Comparing two excel spreadsheets and writing difference to a new excel was always a tedious task and Long Ago, I was doing the same thing and the objective there was to compare the row,column values for both the excel and write the comparison to a new excel files. In those days I have used xlrd module to read and write the comparison result of both the files in an excel file. I can still recall that we have written long lines of code to achieve that.

Recently at work, I encountered the same issue and retrieving my old xlrd script was not an option. So, i thought to give Pandas a try and amazingly I completed comparing the two excel files and writing the results to a new excel file in not more than 10 line of codes. I’m pretty sure that if I spend some more time then I can optimize the code further but this was a quick code that I wrote almost in no time for comparing over 100K records in both the excel file.

To merge multiple files in a new file, you can simply read files and write them to a new file using loops. For example filenames = 'file1.txt', 'file2.txt', 'file3.txt' with open('outputfile', 'w') as outfile: for fname in filenames: with open(fname) as infile: outfile.write(infile.read).

FilesPython

Let’s Start

  • Pd.readexcel will read Excel data into Python and store it as a pandas DataFrame object.
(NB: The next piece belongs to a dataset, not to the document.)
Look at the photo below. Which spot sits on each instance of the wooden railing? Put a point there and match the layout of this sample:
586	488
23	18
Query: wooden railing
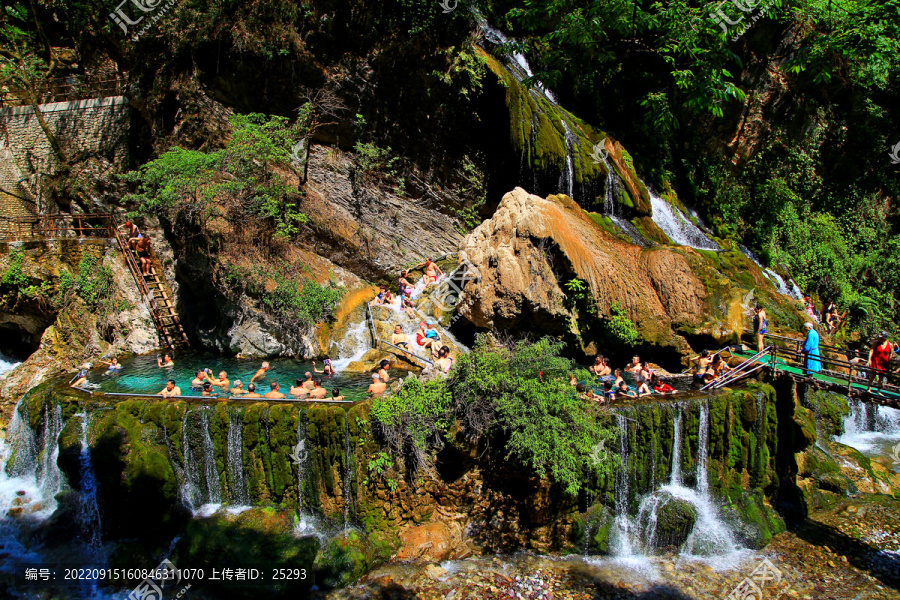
64	90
Be aware that this method reads only the first tab/sheet of the Excel file by default. If your Excel file contains more than 1 sheet, continue reading to the next section. Df.append will append/combine data from one file to another.
  • Thus, if you plan to do multiple append operations, it is generally better to build a list of DataFrames and pass them all at once to the concat function. In the next section, we'll look at another more powerful approach to combining data from multiple sources, the database-style merges/joins implemented in pd.merge.

I was comparing two excel files which contains the sales record of all the assets which the company sells to their customers in EU/EMEA/NA/APAC region. The two excel files I’m using is sample records from two Months i.e. Jan and Feb 2019 and contains the same no. of rows and columns

Files

Import

First we need to import the two excel files in two separate dataframes

Next Step

Python Merge Two Excel Files

Compare the No. of Columns and their types between the two excel files and whether number of rows are equal or not.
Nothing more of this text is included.